If device is not mps, pipeline throws index out of range in self

When input text length is higher than 512 it throws index out of range in self error as you can see in below:

model = AutoModelForSequenceClassification.from_pretrained(model_name)
tokenizer = PreTrainedTokenizerFast(tokenizer_file=f"{model_name}/tokenizer.json")
pipeline = TextClassificationPipeline(
    model=model,
    tokenizer=tokenizer
)
result = pipeline(input)
result

But if I add device to pipeline, it runs okay even input still same

model = AutoModelForSequenceClassification.from_pretrained(model_name)
tokenizer = PreTrainedTokenizerFast(tokenizer_file=f"{model_name}/tokenizer.json")
pipeline = TextClassificationPipeline(
    model=model,
    tokenizer=tokenizer,
    device=torch.device("mps")
)
result = pipeline(input)
result

To make it work without changing device, I need to specify truncation and max_length to make it work.
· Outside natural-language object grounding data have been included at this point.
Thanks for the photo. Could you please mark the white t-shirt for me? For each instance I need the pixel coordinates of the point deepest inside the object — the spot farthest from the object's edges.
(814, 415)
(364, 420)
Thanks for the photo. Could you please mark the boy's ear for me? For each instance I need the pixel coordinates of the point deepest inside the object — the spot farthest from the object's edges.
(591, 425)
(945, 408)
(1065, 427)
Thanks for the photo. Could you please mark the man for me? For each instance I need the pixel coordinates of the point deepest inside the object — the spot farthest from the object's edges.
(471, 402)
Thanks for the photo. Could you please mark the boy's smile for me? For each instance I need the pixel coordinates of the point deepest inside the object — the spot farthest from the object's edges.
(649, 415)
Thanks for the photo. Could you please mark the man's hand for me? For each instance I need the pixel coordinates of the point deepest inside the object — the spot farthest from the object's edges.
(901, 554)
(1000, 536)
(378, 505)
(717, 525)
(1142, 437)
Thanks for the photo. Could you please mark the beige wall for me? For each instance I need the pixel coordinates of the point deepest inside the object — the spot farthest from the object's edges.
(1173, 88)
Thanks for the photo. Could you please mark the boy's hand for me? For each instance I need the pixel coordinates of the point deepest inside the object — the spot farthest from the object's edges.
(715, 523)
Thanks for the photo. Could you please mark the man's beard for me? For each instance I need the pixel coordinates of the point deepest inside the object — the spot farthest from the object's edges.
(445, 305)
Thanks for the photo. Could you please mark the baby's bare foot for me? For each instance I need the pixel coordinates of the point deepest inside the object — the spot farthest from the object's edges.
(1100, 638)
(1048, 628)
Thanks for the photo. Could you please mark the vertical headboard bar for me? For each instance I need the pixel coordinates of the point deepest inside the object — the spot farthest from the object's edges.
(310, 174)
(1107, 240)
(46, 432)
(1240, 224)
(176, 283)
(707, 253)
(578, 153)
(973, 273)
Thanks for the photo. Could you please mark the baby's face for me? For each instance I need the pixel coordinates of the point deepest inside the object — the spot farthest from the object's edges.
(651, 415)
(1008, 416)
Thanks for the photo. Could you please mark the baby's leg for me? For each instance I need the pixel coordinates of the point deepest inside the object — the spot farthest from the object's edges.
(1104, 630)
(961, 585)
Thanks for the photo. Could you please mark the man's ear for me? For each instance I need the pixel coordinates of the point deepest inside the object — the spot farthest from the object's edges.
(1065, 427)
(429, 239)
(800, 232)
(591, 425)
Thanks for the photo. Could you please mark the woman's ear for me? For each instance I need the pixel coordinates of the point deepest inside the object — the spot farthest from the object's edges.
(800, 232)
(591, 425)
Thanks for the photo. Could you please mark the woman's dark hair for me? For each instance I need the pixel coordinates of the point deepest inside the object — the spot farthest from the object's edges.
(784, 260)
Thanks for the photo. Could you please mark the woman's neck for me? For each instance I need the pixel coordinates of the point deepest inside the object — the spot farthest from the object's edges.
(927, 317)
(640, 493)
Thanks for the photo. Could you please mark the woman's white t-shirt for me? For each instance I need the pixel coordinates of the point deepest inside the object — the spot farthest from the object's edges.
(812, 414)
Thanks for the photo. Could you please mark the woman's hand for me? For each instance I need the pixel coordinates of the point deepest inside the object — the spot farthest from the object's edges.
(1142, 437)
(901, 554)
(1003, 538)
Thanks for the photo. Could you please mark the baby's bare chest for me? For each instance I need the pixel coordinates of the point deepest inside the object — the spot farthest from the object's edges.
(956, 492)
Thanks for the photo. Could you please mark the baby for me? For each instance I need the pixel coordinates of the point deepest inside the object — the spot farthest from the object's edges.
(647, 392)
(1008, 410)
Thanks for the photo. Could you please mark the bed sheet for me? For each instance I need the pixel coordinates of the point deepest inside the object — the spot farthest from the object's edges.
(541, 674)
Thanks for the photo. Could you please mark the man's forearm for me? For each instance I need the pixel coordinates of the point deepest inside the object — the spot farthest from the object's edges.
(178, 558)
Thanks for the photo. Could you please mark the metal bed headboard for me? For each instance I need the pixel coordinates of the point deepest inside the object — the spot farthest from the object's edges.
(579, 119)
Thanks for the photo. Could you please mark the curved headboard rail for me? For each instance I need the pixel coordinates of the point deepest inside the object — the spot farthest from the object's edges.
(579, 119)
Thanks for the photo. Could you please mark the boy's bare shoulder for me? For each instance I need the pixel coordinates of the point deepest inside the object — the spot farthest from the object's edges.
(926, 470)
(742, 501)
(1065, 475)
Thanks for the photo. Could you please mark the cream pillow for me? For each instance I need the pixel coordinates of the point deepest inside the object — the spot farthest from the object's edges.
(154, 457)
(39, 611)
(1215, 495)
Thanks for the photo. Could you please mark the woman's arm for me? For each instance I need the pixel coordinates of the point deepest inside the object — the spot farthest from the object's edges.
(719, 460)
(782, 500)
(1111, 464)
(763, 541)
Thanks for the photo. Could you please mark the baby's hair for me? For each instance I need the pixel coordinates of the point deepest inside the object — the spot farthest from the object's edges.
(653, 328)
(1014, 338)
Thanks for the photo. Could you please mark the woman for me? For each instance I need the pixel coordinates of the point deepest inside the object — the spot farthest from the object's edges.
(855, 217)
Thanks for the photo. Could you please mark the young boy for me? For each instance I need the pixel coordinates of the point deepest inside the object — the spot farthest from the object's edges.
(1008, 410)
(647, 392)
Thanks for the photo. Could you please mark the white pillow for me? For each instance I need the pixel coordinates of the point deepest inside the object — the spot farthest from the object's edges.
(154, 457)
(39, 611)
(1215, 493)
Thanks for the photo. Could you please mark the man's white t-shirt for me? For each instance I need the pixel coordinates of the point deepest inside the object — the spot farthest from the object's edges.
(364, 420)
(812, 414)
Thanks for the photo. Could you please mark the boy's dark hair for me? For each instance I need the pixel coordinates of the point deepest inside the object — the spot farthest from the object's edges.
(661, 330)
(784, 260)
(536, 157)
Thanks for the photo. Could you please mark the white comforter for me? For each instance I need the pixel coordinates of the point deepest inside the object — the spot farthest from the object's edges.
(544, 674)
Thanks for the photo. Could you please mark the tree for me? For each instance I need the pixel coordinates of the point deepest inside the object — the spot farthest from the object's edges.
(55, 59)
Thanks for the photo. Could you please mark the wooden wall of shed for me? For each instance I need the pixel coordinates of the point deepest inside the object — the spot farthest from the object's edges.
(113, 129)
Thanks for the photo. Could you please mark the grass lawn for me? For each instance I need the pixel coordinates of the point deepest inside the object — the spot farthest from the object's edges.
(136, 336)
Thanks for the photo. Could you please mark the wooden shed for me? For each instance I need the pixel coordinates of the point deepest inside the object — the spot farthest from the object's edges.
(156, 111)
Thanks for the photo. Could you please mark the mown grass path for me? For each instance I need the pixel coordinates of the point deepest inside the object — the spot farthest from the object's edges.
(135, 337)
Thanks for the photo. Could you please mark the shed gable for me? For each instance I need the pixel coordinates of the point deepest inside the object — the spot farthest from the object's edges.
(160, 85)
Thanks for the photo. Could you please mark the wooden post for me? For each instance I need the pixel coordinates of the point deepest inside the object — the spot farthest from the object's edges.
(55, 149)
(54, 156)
But I have already specified these params in tokenizer.json?

model = AutoModelForSequenceClassification.from_pretrained(model_name)
tokenizer = PreTrainedTokenizerFast(tokenizer_file=f"{model_name}/tokenizer.json")
pipeline = TextClassificationPipeline(
    model=model,
    tokenizer=tokenizer,
    device=torch.device("mps")
)
result = pipeline(input, truncation=True, max_length=512)
result

I have truncation and padding enabled in tokenizer.json file:

{
  "version": "1.0",
  "truncation": {
    "direction": "Right",
    "max_length": 512,
    "strategy": "LongestFirst",
    "stride": 0
  },
  "padding": {
    "strategy": {
      "Fixed": 512
    },
    "direction": "Right",
    "pad_to_multiple_of": null,
    "pad_id": 0,
    "pad_type_id": 0,
    "pad_token": "[PAD]"
  },
  "added_tokens": [],
  "normalizer": null,
  "pre_tokenizer": {
    "type": "ByteLevel",
    "add_prefix_space": false,
    "trim_offsets": true,
    "use_regex": true
  },
  "post_processor": {
    "type": "BertProcessing",
    "sep": [
      "</s>",
      2
    ],
    "cls": [
      "<s>",
      0
    ]
  },
  "decoder": {
    "type": "ByteLevel",
    "add_prefix_space": true,
    "trim_offsets": true,
    "use_regex": true
  },
}

I am completely new to this. I am wondering why device(“mps”) makes make it work or why truncation doesn’t work as stated in JSON file. Any help would be greatly appreciated :slight_smile: